Our results are contingent on the use of intention-to-treat analysis, which attempts to be realistic in its assessment of an intervention [39]. This approach preserves randomization and usually allows users to draw unbiased conclusions regarding the effectiveness of treatments [33]. That said, it is important to note that 18 lesions were deemed not arrested for the one child in the six-month interval group that did not attend either of their follow-up visits. This number of lesions entails some ambiguity. An extremely optimistic view of SDF treatment could have involved a 12.6% increase in the overall arrest rate for the six-month regimen. However, even if all 18 of those lesions had been arrested, the percentage of successful treatments would still be lower than the one-month and four-month groups.

Another limitation of this study is the significant difference in the number of total teeth and lesions treated between the three groups. The number of teeth and lesions treated were in decreasing order from the one-month group, to the four-month group, and to the six-month group. Since arrest rates were analyzed using a pooled sample, the six-month interval group, along with the four-month interval group, may have been disadvantaged from the lack of additional teeth and lesions to be examined. Furthermore, anterior teeth have been shown to have higher arrest rates than posterior teeth when treated with SDF [24, 36, 40]. Despite the comparability of the location of affected teeth between our groups, the disparity in anterior and posterior lesions may misrepresent the average effect of treatment.

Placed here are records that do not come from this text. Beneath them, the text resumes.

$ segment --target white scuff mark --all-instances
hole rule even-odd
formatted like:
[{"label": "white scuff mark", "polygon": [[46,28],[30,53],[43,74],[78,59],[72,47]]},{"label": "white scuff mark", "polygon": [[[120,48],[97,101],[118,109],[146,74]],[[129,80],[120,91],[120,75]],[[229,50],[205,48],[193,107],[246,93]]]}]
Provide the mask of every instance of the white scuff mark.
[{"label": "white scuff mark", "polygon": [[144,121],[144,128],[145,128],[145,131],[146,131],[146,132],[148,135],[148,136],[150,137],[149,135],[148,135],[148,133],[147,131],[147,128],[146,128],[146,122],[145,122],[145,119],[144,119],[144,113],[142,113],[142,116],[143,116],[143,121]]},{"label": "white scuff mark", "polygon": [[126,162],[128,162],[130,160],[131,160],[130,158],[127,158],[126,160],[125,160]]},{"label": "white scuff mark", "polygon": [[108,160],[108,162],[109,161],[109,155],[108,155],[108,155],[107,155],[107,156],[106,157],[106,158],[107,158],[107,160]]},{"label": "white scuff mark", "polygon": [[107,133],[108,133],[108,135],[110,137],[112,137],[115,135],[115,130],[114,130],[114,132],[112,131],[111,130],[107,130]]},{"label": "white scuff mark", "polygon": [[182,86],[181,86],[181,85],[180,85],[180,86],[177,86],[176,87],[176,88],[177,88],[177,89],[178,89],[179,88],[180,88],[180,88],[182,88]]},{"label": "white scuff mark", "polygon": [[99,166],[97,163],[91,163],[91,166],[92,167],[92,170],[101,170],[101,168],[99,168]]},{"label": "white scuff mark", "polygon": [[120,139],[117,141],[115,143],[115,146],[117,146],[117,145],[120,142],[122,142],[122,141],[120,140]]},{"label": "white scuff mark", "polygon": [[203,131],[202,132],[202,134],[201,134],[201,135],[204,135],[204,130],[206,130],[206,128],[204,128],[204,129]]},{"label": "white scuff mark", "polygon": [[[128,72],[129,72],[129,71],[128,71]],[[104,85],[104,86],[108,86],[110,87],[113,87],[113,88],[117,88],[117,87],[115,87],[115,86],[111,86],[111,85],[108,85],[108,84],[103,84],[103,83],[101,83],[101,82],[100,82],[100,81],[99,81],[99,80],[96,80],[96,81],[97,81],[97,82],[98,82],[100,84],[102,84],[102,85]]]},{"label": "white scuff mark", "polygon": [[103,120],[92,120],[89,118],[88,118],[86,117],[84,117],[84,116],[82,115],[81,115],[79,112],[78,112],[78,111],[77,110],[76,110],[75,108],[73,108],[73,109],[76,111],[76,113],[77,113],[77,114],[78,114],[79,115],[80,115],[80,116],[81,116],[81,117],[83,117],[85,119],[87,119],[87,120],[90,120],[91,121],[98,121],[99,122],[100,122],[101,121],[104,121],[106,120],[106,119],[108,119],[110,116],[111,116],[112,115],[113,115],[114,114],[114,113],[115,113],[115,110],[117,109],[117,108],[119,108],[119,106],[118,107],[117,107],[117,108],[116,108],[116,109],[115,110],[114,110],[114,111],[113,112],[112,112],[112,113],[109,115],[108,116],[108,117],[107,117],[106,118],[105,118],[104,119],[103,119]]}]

A greater number of posterior lesions could have been beneficial. Our main objective of looking at arrest rates at regimen-based time-points may have compromised the long-term comparability of results because of the duration of follow-up. Three months of follow-up for the one-month group may have been too short to fully evaluate the success of treatment in comparison to the other groups that had longer follow-up times (eight months and 12 months). An additional check-up at a later time could have helped us better compare the progression of SDF-treated lesions.

Conclusions

Two applications of 38% SDF, along with 5% NaFV, in one-month and four-month intervals were more effective in arresting ECC than two applications in six-month intervals. Findings from this study will help inform the refinement of existing clinical treatment protocols for SDF for use in dental public health settings. More clinical trials are needed to confirm the number and frequency of SDF applications to arrest caries lesions in young children.